SHOWING Blackpool Tower and the Promenade on the news gave a free, valuable boost to Blackpool’s tourist trade.

If Blackpool wants to attract families back, they should get rid of sleaze and tat, restrict the number of hen and stag parties, and show zero-tolerance to alcohol bingers who spill out of pubs and lounges in the town centre, causing alcohol-fuelled mayhem.

We have visited a lot of UK holiday resorts over the years, but have always thought that Blackpool is the greatest, with interesting things to do and places to visit, from Lytham through to Fleetwood (and not forgetting quaint Poulton).
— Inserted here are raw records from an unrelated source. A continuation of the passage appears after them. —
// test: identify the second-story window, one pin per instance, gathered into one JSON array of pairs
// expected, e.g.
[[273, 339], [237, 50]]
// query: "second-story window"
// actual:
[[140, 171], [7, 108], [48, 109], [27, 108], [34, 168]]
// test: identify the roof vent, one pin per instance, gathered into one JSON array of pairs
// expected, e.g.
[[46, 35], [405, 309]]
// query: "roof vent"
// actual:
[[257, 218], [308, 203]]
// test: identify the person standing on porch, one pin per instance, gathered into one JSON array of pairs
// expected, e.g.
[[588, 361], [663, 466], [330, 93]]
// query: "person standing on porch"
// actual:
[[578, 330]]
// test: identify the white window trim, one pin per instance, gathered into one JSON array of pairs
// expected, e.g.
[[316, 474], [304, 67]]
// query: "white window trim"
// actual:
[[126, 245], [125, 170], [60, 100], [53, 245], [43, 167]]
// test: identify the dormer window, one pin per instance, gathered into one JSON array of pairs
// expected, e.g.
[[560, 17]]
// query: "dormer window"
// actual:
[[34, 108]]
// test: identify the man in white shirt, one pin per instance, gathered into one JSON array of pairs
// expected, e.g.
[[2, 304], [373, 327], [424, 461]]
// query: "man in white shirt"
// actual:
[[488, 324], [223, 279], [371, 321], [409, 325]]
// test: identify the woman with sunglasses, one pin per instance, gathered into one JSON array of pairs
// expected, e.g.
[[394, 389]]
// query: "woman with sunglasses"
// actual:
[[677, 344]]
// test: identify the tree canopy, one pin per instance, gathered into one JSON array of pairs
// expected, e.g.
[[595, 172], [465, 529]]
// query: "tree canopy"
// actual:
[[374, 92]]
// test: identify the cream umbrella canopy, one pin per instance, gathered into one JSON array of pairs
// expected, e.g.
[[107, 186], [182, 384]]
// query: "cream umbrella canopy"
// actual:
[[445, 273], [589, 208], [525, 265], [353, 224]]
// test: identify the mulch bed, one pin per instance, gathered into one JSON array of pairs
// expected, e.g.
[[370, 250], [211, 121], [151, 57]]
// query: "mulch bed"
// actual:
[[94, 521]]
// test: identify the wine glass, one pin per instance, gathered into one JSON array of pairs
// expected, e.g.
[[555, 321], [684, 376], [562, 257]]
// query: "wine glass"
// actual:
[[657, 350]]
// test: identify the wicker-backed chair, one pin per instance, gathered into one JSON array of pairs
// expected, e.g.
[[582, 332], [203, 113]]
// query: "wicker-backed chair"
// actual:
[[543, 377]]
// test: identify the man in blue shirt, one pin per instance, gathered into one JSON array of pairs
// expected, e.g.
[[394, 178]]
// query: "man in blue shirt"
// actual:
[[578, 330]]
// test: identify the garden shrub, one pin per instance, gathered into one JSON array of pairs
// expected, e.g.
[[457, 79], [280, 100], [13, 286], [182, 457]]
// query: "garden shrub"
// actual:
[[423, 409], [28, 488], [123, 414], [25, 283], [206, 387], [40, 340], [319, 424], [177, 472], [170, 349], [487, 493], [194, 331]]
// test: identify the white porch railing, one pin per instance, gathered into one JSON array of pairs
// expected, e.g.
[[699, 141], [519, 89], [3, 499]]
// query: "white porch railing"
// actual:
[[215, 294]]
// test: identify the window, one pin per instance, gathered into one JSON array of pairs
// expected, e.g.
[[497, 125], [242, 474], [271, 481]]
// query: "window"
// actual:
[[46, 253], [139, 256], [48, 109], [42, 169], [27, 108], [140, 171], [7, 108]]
There’s nowhere else like it, and it’s a marvellous place to live, too.

When the pot-holed roads have been resurfaced, the Prom alterations completed, and the new trams are operating, it’s going to be the best!

MRS J GEDDES

Whitemoss Avenue

Normoss

I refer to the letter from the self-confessed “Slum Landlord” (Gazette Letters, September 8).

I am dismayed that a landlord with 10 years’ experience hasn’t grasped the essentials.

Firstly, help is readily available from the Fylde Coast Landlords’ Forum, which is free to join; also through the Fylde Coast Landlords’ Accreditation Scheme and, of course, the Residential Landlords’ Association. Secondly, the most well-behaved tenants will only be attracted to good quality accommodation. Tenant referencing being essential in this regard.

Thirdly, up-front deposits tend to guarantee that premises will not be trashed when the tenant leaves.

The landlord complains of being plagued by ill-behaved tenants. I would suggest they be removed. Then start afresh with tenants who can provide deposits and references. If the landlord is in the wrong part of town with unsuitable property, I can only imagine it was of his own volition.

John McGlynn

Fylde Coast Landlords’ Forum

FITTING low energy light bulbs cuts household electricity use by more than 10 per cent on average, so the end to the production of 60W incandescent light bulbs should have been welcomed by everyone.

Instead, I have mostly heard the usual UKIP grumbles about Britain being pushed around by Europe.

The phase out of these bulbs was announced by Britain in September 2007.

EU prime ministers didn’t agree it should be the policy for everyone until December 2008. Britain was among those doing the pushing, not those being pushed.